As @guiverc suggested, DBAN is a good option here, but there's a more convenient way to use it, since you'll be reinstalling Ubuntu anyway. First, make a bootable Ubuntu USB stick like you normally would for an Ubuntu install. Boot into a live system from the USB stick (as Ubuntu can't erase your hard drive if it's running off it).

Open a terminal on the live system, and install nwipe (which is DBAN packaged for Linux):

$ sudo add-apt-repository universe
$ sudo apt install nwipe

Next, determine the device name of your hard drive. The easiest way to do this is by running the Disks tool included with Ubuntu.

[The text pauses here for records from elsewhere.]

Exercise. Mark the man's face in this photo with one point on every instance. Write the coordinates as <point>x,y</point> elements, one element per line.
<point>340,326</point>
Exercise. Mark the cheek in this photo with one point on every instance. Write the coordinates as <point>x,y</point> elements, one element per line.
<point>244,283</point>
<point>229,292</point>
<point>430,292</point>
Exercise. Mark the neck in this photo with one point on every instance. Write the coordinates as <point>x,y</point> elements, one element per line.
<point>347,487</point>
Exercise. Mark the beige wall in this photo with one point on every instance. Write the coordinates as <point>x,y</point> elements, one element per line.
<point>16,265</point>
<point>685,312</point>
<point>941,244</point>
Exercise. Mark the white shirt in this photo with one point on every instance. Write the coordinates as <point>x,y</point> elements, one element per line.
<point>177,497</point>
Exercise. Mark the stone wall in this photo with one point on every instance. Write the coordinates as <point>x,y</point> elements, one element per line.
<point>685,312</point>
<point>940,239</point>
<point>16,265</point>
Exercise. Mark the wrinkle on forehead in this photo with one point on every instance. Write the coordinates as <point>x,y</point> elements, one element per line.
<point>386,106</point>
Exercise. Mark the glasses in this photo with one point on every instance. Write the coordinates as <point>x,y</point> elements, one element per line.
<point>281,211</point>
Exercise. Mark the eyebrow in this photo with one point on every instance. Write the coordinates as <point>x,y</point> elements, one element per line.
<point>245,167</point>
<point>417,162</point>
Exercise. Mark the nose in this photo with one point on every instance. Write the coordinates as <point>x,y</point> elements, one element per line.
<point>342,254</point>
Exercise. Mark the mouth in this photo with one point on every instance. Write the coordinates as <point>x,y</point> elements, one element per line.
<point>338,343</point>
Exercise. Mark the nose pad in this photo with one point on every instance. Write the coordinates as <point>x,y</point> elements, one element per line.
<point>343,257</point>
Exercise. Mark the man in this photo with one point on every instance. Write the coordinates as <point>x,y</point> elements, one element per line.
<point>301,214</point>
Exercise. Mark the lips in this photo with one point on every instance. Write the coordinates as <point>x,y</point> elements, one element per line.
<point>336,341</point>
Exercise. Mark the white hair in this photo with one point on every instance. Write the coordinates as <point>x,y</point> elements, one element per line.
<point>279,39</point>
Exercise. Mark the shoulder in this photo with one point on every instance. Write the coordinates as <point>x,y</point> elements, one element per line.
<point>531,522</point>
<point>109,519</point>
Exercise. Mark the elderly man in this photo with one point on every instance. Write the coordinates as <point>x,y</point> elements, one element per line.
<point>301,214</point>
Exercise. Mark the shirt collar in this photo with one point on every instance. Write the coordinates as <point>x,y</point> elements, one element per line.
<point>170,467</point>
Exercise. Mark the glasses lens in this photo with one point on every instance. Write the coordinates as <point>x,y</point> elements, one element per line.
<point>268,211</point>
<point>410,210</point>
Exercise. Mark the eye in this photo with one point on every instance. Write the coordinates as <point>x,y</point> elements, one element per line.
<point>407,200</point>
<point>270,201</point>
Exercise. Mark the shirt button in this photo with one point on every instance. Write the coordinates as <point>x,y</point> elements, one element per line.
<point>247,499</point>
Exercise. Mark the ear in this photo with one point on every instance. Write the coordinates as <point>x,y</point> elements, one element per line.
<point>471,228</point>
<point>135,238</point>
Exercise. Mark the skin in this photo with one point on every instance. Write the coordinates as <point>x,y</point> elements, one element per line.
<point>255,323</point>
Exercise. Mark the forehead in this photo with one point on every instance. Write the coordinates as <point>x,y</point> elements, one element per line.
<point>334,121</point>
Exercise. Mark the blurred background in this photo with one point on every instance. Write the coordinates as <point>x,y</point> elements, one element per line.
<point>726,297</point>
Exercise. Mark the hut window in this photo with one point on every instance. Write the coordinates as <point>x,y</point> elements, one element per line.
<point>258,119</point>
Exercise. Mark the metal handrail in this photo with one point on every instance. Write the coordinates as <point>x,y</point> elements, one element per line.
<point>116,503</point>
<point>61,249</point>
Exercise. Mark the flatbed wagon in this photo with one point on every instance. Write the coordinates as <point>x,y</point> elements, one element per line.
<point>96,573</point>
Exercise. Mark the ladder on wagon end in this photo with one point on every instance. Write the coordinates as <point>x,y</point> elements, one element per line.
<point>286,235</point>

Select your hard drive, and it will show a device path like /dev/sda in the title bar. (Here's an example screenshot; you want the name without a number.) Once you have this path, run nwipe in your terminal (replacing /dev/sda with your drive's device path, if it's different):

$ sudo nwipe /dev/sda

nwipe has a number of different presets, the default being overwriting with three passes of random data and one of zeros. (You can choose more or fewer passes depending on how much time you have.) Press Shift+S to get it started, and then let it run — it can take 1–12 hours, depending on the size and speed of the drive. (A 1TB drive generally takes closer to 12 on the default setting.)

Once it's done, you'll need to reinstall Ubuntu. (If you're selling or giving away the laptop, you might find the OEM install mode useful.)